AKP ise MHP’nin çizgisinden farklı olarak tıpkı Adana’da olduğu gibi daha yumuşak bir tarzı hem muhafazakâr hem de Kürt seçmenine karşı gösterebilir. HDP’nin tutumuna göre yüzde 7 barajıyla rahatlayan Kürt seçmenin açıktan karşısına geçmeye bile gerek kalmayabilir.

Bir başka başlık ise AB ilişkileri. AKP bugünden başlattığı sıcak ilişki trafiğini Bahçeli’nin setleri olmadan sürdürebilir, bunu söyleminin parçası haline getirebilir.

CUMHURBAŞKANLIĞI SEÇİMİNE RAĞMEN

Burada kuşkusuz en önemli sorun alanı cumhurbaşkanı seçimleri olacak. Başkan adayı olarak destekledikleri Erdoğan’ın partisi ile gözle görünür bir politik hat ayrılığı inandırıcılık sorunu yaratabilir. Bu başlığın iki parti kurmaylarının bu saatlerde bile düşündükleri konu olduğunu biliyoruz. Ama bu, Bahçeli için üzerinden aşılamayacak, açıklanması zor bir mesele değil. “Beka, Türkiye’nin geleceği, FETÖ, terör, dünyanıN içinde bulunduğu konjonktür” vs. gibi başlıklarla meseleyi kendi tabanı açısından da anlaşılır hale getirebilir. Üstelik koltuğun gitmesi, bugüne kadar biriktirdiklerinin bir anda yok olması mümkünken Bahçeli bu riski çok rahatlıkla alacaktır. Erdoğan’ın ise bundan hiçbir kaybı yok.

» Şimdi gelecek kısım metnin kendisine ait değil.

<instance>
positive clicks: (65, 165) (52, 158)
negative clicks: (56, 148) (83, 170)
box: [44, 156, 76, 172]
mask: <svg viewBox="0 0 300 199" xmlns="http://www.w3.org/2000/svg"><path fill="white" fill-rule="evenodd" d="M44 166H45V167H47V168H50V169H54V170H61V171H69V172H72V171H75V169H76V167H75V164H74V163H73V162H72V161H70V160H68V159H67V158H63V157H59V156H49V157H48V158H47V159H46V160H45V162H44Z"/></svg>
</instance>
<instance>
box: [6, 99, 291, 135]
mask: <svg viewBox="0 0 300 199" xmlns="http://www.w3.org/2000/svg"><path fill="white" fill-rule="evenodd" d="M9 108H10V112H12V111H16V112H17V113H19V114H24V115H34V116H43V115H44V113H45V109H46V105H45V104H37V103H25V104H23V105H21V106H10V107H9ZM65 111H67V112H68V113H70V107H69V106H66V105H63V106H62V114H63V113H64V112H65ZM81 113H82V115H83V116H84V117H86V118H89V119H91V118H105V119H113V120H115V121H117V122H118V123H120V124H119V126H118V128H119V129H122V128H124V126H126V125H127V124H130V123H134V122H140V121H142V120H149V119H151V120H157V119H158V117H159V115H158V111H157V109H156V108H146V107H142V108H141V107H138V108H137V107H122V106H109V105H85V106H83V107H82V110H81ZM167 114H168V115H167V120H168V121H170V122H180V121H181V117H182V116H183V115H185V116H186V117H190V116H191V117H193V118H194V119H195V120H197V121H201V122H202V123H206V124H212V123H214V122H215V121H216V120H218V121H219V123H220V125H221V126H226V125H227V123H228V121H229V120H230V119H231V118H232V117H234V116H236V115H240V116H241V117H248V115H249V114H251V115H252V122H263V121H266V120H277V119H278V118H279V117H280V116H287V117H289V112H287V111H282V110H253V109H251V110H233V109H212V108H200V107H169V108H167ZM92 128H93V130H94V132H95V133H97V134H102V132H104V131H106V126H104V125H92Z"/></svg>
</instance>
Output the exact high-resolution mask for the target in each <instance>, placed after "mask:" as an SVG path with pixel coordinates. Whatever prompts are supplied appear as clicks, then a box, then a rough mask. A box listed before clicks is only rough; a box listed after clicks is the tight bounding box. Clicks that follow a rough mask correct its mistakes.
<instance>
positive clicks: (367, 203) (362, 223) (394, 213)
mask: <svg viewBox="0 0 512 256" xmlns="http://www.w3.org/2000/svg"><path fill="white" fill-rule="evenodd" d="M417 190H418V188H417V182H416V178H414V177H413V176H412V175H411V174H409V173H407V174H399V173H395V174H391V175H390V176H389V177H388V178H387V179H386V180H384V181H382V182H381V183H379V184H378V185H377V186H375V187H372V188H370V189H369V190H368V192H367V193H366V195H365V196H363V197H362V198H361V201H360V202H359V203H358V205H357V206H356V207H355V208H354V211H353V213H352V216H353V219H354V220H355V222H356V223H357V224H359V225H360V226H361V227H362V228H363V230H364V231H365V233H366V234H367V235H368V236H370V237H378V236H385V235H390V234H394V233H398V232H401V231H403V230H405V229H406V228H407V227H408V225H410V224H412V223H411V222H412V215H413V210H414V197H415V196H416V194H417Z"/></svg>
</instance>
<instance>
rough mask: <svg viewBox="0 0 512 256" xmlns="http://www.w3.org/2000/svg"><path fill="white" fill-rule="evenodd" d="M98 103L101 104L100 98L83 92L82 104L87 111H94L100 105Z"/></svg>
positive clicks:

Tüm bunlar, alt alta konarak soğukkanlı şekilde değerlendirildiğinde bu olasılık yabana atılamaz.

CUMHUR RAHATLADI MİLLET NE YAPACAK?

Baraj yüzde 7’ye inerken, seçim bölgesi barajının olması iki partinin de elini rahatlattı. Bu değişiklik bazı partileri denklem dışına iterken HDP ve MHP’yi dolaylı ya da direkt ittifak içinde oldukları partiler karşısında rahatlattı. Kendi seçmenlerinin desteğiyle Meclis’e zorlanmadan girebilecek hale getirdi. AKP ve MHP’nin ayrı olarak seçime girmesi Millet İttifakı’nı da etkileyecektir. İyi Parti ve CHP’nin aynı ittifak içinde seçime girmesini gerektirecek hiçbir neden kalmadı. Ama bir fark var. Kılıçdaroğlu ve Akşener’in düşüneceği başlık sayısı çok fazla.

Birincisi Erdoğan gibi net bir adayları yok. İttifak olmayacaksa ortak bir adayda buluşma şansları zayıflayabilir. İkincisi Meclis’e ya da kabineye taşımaları gereken parti sayısı çok fazla. Her biri için ayrı bir matematik gerekecek. Oldukça zahmetli bir süreç.

Yasa değişikliği, milletvekili üzerinden hesapları ve yan yana gelişleri boşa çıkardı. Bundan sonra bir arada durmayı sağlayacak şey politik ortaklık.